Florence continues to churn across the Carolinas, pounding the states with a third day of high winds, unprecedented flooding, and record-shattering downpours.
Since making landfall on Friday morning as a Category 1 hurricane, the storm has killed at least 14 people and brought much of the region to a standstill. It has meandered at a dangerously sluggish pace across North and South Carolina, concentrating its rainfall in just a few areas and causing more damage than a faster-moving storm.
A reprieve may come soon: Florence has begun to move more quickly, and it has also weakened to a tropical depression, meaning its sustained winds do not exceed 39 miles per hour.

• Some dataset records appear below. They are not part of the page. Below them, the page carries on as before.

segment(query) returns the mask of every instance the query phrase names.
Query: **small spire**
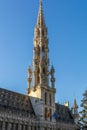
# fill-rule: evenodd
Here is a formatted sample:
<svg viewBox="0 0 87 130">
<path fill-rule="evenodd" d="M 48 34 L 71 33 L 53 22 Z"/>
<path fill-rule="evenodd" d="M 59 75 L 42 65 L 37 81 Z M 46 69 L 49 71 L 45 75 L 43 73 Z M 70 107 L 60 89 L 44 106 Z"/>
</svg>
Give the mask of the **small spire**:
<svg viewBox="0 0 87 130">
<path fill-rule="evenodd" d="M 52 65 L 51 71 L 50 71 L 52 88 L 55 87 L 55 77 L 54 77 L 54 73 L 55 73 L 55 69 L 54 69 L 54 67 L 53 67 L 53 65 Z"/>
<path fill-rule="evenodd" d="M 45 20 L 44 20 L 44 14 L 43 14 L 43 4 L 42 4 L 42 0 L 40 0 L 37 26 L 44 26 L 44 25 L 45 25 Z"/>
<path fill-rule="evenodd" d="M 76 98 L 74 99 L 74 105 L 73 105 L 73 108 L 74 108 L 74 109 L 78 108 L 78 105 L 77 105 L 77 102 L 76 102 Z"/>
<path fill-rule="evenodd" d="M 55 69 L 54 69 L 54 66 L 52 65 L 52 67 L 51 67 L 51 73 L 54 74 L 54 72 L 55 72 Z"/>
<path fill-rule="evenodd" d="M 28 67 L 28 78 L 27 78 L 27 83 L 28 83 L 27 94 L 29 94 L 29 92 L 30 92 L 31 82 L 32 82 L 32 70 L 31 70 L 31 68 L 30 68 L 30 66 L 29 66 L 29 67 Z"/>
</svg>

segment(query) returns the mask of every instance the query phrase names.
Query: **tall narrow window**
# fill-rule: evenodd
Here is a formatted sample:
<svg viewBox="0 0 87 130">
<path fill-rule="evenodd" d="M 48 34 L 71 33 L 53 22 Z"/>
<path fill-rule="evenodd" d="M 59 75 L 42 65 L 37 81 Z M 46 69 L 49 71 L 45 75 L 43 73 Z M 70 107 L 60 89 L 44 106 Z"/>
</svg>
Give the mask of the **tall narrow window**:
<svg viewBox="0 0 87 130">
<path fill-rule="evenodd" d="M 3 122 L 2 121 L 0 121 L 0 129 L 2 130 L 2 124 L 3 124 Z"/>
<path fill-rule="evenodd" d="M 27 125 L 25 125 L 25 130 L 28 130 L 28 126 Z"/>
<path fill-rule="evenodd" d="M 50 109 L 50 121 L 52 121 L 52 110 Z"/>
<path fill-rule="evenodd" d="M 13 123 L 11 123 L 11 129 L 10 130 L 13 130 Z"/>
<path fill-rule="evenodd" d="M 18 130 L 18 124 L 16 124 L 16 130 Z"/>
<path fill-rule="evenodd" d="M 38 83 L 38 84 L 40 83 L 39 73 L 40 73 L 40 69 L 38 68 L 38 71 L 37 71 L 37 83 Z"/>
<path fill-rule="evenodd" d="M 23 124 L 21 125 L 21 130 L 23 130 Z"/>
<path fill-rule="evenodd" d="M 47 104 L 47 93 L 45 92 L 45 104 Z"/>
<path fill-rule="evenodd" d="M 52 95 L 51 94 L 49 94 L 49 103 L 50 103 L 50 105 L 52 105 Z"/>
<path fill-rule="evenodd" d="M 45 68 L 43 68 L 43 74 L 45 74 Z"/>
<path fill-rule="evenodd" d="M 8 129 L 8 122 L 5 123 L 5 130 Z"/>
<path fill-rule="evenodd" d="M 44 112 L 44 117 L 45 117 L 45 120 L 47 120 L 47 108 L 45 108 L 45 112 Z"/>
<path fill-rule="evenodd" d="M 34 130 L 36 130 L 36 126 L 34 127 Z"/>
<path fill-rule="evenodd" d="M 45 48 L 44 48 L 44 46 L 42 46 L 42 52 L 44 52 L 45 51 Z"/>
</svg>

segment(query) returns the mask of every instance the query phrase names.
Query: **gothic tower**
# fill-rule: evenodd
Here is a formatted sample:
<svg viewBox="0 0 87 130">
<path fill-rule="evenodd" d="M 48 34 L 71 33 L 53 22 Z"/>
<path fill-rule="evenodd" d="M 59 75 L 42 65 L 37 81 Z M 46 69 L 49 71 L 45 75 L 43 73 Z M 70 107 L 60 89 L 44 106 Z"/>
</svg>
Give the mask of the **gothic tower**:
<svg viewBox="0 0 87 130">
<path fill-rule="evenodd" d="M 28 68 L 27 94 L 31 97 L 36 114 L 41 119 L 52 121 L 52 114 L 55 111 L 55 70 L 53 66 L 50 69 L 49 65 L 48 30 L 40 0 L 34 30 L 33 69 Z"/>
</svg>

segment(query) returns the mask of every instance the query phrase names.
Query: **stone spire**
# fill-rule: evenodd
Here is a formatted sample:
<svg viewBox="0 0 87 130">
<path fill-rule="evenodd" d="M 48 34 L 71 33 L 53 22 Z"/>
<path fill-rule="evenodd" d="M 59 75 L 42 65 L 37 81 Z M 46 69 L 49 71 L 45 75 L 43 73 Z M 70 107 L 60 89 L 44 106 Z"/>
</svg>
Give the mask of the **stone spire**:
<svg viewBox="0 0 87 130">
<path fill-rule="evenodd" d="M 43 84 L 48 86 L 48 77 L 49 77 L 48 52 L 49 49 L 48 49 L 47 28 L 45 25 L 43 15 L 42 0 L 40 0 L 38 18 L 34 30 L 34 58 L 33 58 L 34 86 Z"/>
<path fill-rule="evenodd" d="M 49 71 L 48 32 L 43 14 L 42 0 L 40 0 L 37 22 L 34 29 L 33 70 L 31 71 L 32 80 L 31 77 L 28 78 L 28 92 L 31 88 L 34 88 L 35 91 L 38 86 L 49 87 L 50 75 L 51 87 L 54 89 L 54 68 L 52 66 L 51 72 Z M 31 73 L 29 74 L 31 75 Z"/>
<path fill-rule="evenodd" d="M 43 7 L 42 7 L 42 0 L 40 0 L 40 6 L 39 6 L 39 12 L 38 12 L 38 18 L 37 18 L 36 26 L 39 26 L 39 27 L 45 26 Z"/>
</svg>

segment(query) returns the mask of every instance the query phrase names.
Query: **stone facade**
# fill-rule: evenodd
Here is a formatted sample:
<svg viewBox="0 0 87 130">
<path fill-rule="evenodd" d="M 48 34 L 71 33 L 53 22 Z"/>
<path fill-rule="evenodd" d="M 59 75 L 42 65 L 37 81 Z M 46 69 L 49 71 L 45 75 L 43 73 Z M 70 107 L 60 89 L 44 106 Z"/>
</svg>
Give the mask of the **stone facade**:
<svg viewBox="0 0 87 130">
<path fill-rule="evenodd" d="M 33 68 L 27 95 L 0 89 L 0 130 L 75 130 L 68 107 L 55 103 L 55 69 L 49 68 L 48 32 L 40 0 L 34 30 Z"/>
<path fill-rule="evenodd" d="M 0 130 L 75 130 L 68 107 L 56 103 L 50 108 L 57 117 L 47 115 L 44 119 L 39 109 L 45 108 L 43 104 L 40 98 L 0 88 Z"/>
</svg>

But local and national officials warned that the worst was yet to come for many residents.
The storm has now turned its fury to North Carolina’s well-populated Piedmont region, a plateau more than 200 miles wide that links the Appalachian mountains to the coastal plain. A senior meteorologist at the National Weather Service warned that the area “will experience devastating flash flooding unlike anything in recent memory.”

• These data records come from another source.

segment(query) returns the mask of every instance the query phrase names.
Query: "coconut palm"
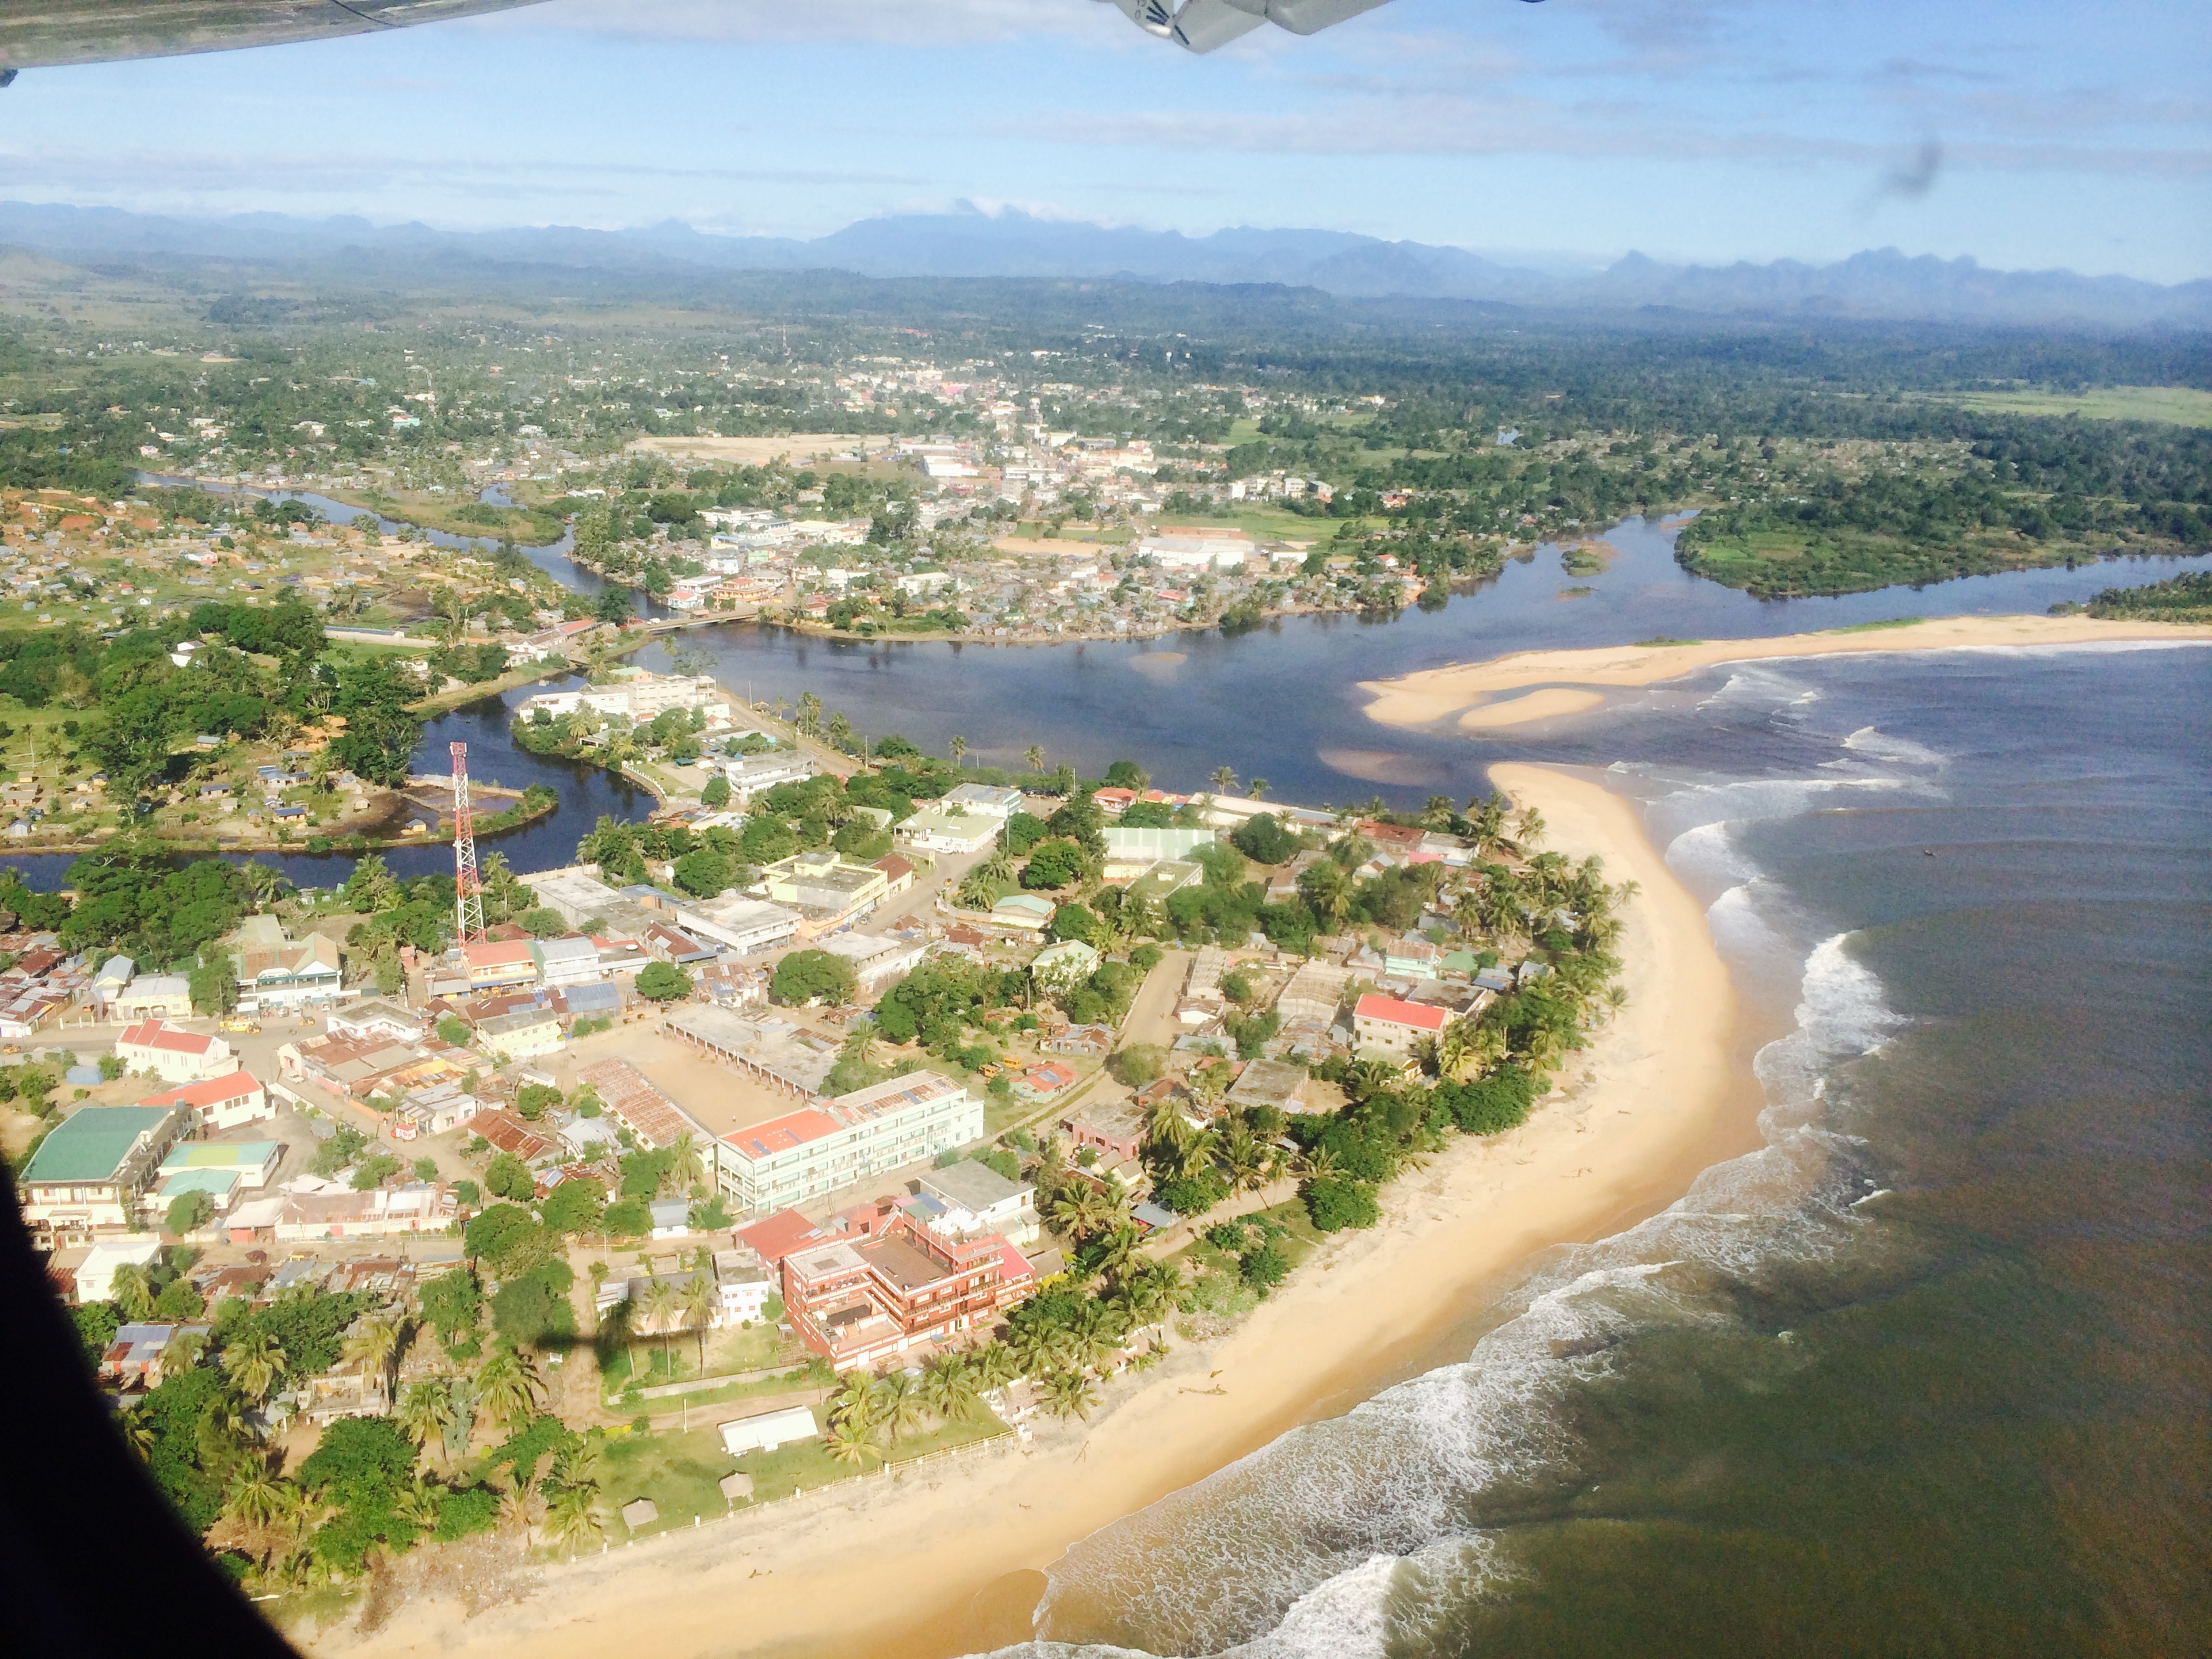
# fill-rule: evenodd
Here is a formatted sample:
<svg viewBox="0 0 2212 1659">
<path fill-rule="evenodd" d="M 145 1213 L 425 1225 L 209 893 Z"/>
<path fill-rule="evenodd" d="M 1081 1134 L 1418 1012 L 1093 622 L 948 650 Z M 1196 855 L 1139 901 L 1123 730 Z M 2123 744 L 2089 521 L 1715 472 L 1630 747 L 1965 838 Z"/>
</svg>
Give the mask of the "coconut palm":
<svg viewBox="0 0 2212 1659">
<path fill-rule="evenodd" d="M 1505 1033 L 1462 1015 L 1444 1027 L 1437 1044 L 1437 1070 L 1454 1082 L 1480 1077 L 1505 1058 Z"/>
<path fill-rule="evenodd" d="M 242 1465 L 223 1488 L 222 1514 L 240 1526 L 271 1527 L 284 1513 L 284 1483 L 254 1460 Z"/>
<path fill-rule="evenodd" d="M 1078 1238 L 1105 1231 L 1119 1214 L 1119 1206 L 1088 1182 L 1077 1183 L 1057 1206 L 1058 1219 Z"/>
<path fill-rule="evenodd" d="M 566 1544 L 574 1555 L 580 1545 L 597 1543 L 606 1535 L 599 1519 L 599 1489 L 593 1486 L 563 1486 L 545 1505 L 546 1535 Z"/>
<path fill-rule="evenodd" d="M 366 1315 L 338 1352 L 368 1375 L 388 1382 L 393 1358 L 399 1352 L 402 1323 L 399 1315 L 390 1309 Z"/>
<path fill-rule="evenodd" d="M 208 1334 L 205 1331 L 179 1331 L 169 1339 L 169 1346 L 161 1350 L 161 1375 L 182 1376 L 200 1363 L 207 1352 Z"/>
<path fill-rule="evenodd" d="M 1042 745 L 1034 743 L 1031 744 L 1027 749 L 1022 750 L 1022 759 L 1028 765 L 1030 771 L 1032 774 L 1044 770 L 1044 749 Z"/>
<path fill-rule="evenodd" d="M 585 1435 L 570 1435 L 553 1453 L 553 1479 L 564 1487 L 596 1489 L 599 1484 L 599 1443 Z"/>
<path fill-rule="evenodd" d="M 1244 793 L 1254 800 L 1264 800 L 1267 799 L 1267 791 L 1273 787 L 1274 785 L 1269 783 L 1265 778 L 1252 778 L 1246 781 Z"/>
<path fill-rule="evenodd" d="M 418 1450 L 428 1451 L 434 1439 L 443 1441 L 446 1426 L 453 1419 L 453 1385 L 442 1376 L 426 1376 L 419 1382 L 410 1382 L 402 1389 L 399 1403 L 392 1413 L 399 1431 L 415 1443 Z"/>
<path fill-rule="evenodd" d="M 447 1401 L 453 1416 L 440 1431 L 446 1467 L 453 1468 L 468 1455 L 469 1436 L 477 1425 L 477 1384 L 472 1377 L 457 1376 L 447 1385 Z"/>
<path fill-rule="evenodd" d="M 527 1426 L 537 1414 L 544 1388 L 537 1363 L 519 1348 L 495 1349 L 477 1372 L 485 1415 L 509 1434 Z"/>
<path fill-rule="evenodd" d="M 893 1371 L 876 1384 L 876 1420 L 894 1445 L 921 1426 L 927 1408 L 921 1390 L 904 1371 Z"/>
<path fill-rule="evenodd" d="M 1123 1222 L 1099 1241 L 1098 1271 L 1109 1279 L 1122 1278 L 1144 1247 L 1145 1236 L 1133 1224 Z"/>
<path fill-rule="evenodd" d="M 145 1462 L 154 1455 L 154 1425 L 146 1420 L 145 1402 L 127 1406 L 115 1416 L 115 1425 L 122 1431 L 124 1443 Z"/>
<path fill-rule="evenodd" d="M 492 1477 L 499 1488 L 499 1523 L 522 1534 L 522 1547 L 530 1547 L 531 1538 L 538 1520 L 545 1513 L 545 1500 L 538 1495 L 538 1482 L 517 1469 L 502 1469 Z"/>
<path fill-rule="evenodd" d="M 1308 1181 L 1327 1181 L 1336 1173 L 1336 1154 L 1326 1146 L 1310 1146 L 1291 1160 L 1291 1167 Z"/>
<path fill-rule="evenodd" d="M 1214 1157 L 1221 1151 L 1221 1137 L 1211 1129 L 1200 1129 L 1177 1149 L 1176 1174 L 1185 1181 L 1213 1167 Z"/>
<path fill-rule="evenodd" d="M 1237 769 L 1233 766 L 1215 767 L 1212 782 L 1217 794 L 1227 794 L 1237 787 Z"/>
<path fill-rule="evenodd" d="M 1513 819 L 1513 839 L 1525 851 L 1544 839 L 1544 815 L 1533 806 L 1524 806 Z"/>
<path fill-rule="evenodd" d="M 1121 1311 L 1103 1302 L 1086 1302 L 1067 1327 L 1077 1363 L 1103 1370 L 1121 1346 L 1128 1322 Z"/>
<path fill-rule="evenodd" d="M 1231 1184 L 1246 1193 L 1256 1193 L 1267 1184 L 1273 1163 L 1267 1145 L 1242 1119 L 1232 1119 L 1222 1134 L 1221 1161 L 1228 1166 Z"/>
<path fill-rule="evenodd" d="M 970 1422 L 982 1410 L 975 1367 L 956 1353 L 944 1353 L 922 1367 L 922 1403 L 942 1422 Z"/>
<path fill-rule="evenodd" d="M 822 1446 L 840 1463 L 849 1463 L 856 1469 L 865 1468 L 871 1458 L 880 1461 L 884 1455 L 874 1434 L 849 1419 L 833 1420 L 823 1434 Z"/>
<path fill-rule="evenodd" d="M 707 1327 L 714 1322 L 714 1310 L 722 1304 L 721 1292 L 707 1274 L 694 1272 L 690 1282 L 684 1285 L 677 1301 L 683 1311 L 684 1322 L 699 1339 L 699 1371 L 703 1376 L 707 1370 Z"/>
<path fill-rule="evenodd" d="M 1061 1371 L 1044 1385 L 1045 1409 L 1054 1417 L 1087 1418 L 1098 1391 L 1080 1371 Z"/>
<path fill-rule="evenodd" d="M 701 1155 L 698 1138 L 687 1129 L 668 1145 L 668 1168 L 661 1176 L 661 1185 L 688 1193 L 695 1187 L 704 1186 L 706 1181 L 706 1161 Z"/>
<path fill-rule="evenodd" d="M 1014 855 L 1001 844 L 992 850 L 990 857 L 975 866 L 975 873 L 994 885 L 1003 887 L 1014 878 Z"/>
<path fill-rule="evenodd" d="M 866 1434 L 876 1431 L 881 1421 L 878 1414 L 876 1379 L 866 1371 L 854 1371 L 848 1376 L 834 1396 L 830 1407 L 832 1423 L 847 1423 Z"/>
<path fill-rule="evenodd" d="M 1003 1342 L 986 1342 L 969 1357 L 969 1369 L 979 1389 L 1003 1389 L 1020 1375 L 1014 1356 Z"/>
<path fill-rule="evenodd" d="M 107 1294 L 126 1324 L 137 1324 L 154 1311 L 153 1288 L 146 1283 L 146 1270 L 135 1261 L 115 1270 Z"/>
<path fill-rule="evenodd" d="M 665 1369 L 672 1374 L 674 1362 L 668 1360 L 668 1334 L 676 1323 L 676 1286 L 665 1279 L 656 1279 L 645 1292 L 645 1316 L 660 1333 L 660 1357 L 667 1361 Z"/>
<path fill-rule="evenodd" d="M 971 870 L 956 896 L 963 910 L 988 910 L 999 902 L 999 890 L 981 870 Z"/>
<path fill-rule="evenodd" d="M 952 739 L 951 747 L 952 763 L 955 766 L 958 766 L 968 757 L 968 739 L 965 738 L 956 737 Z"/>
</svg>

“This storm has never been more dangerous than it is right now” for much of the state, said Roy Cooper, the governor of North Carolina, at a briefing on Sunday afternoon.
He urged people to stay off the roads across most of his state. Swaths of the country’s busiest highway, Interstate 95, has been forced to close in both North and South Carolina after they were overwhelmed by floodwaters, according to local transportation officials. And the North Carolina Department of Transportation recommended that motorists essentially take a detour around the entire state.
Roughly 700,000 people lacked electricity on Sunday, down from initial levels of roughly 1 million, according to the Department of Energy.
The perils North Carolina currently faces aren’t exactly like those that existed during an earlier part of the storm. Florence’s storm surge has largely abated, according to the National Weather Service, and its high winds have slackened. Now a more rain- and thunderstorm-driven set of threats are coming. Here is what officials, meteorologists, and first responders will be looking for in the next few days:
Flooding. Florence is bringing an inconceivable amount of rain to the United States: Perhaps 18 trillion gallons, with about half of that total falling in North Carolina alone.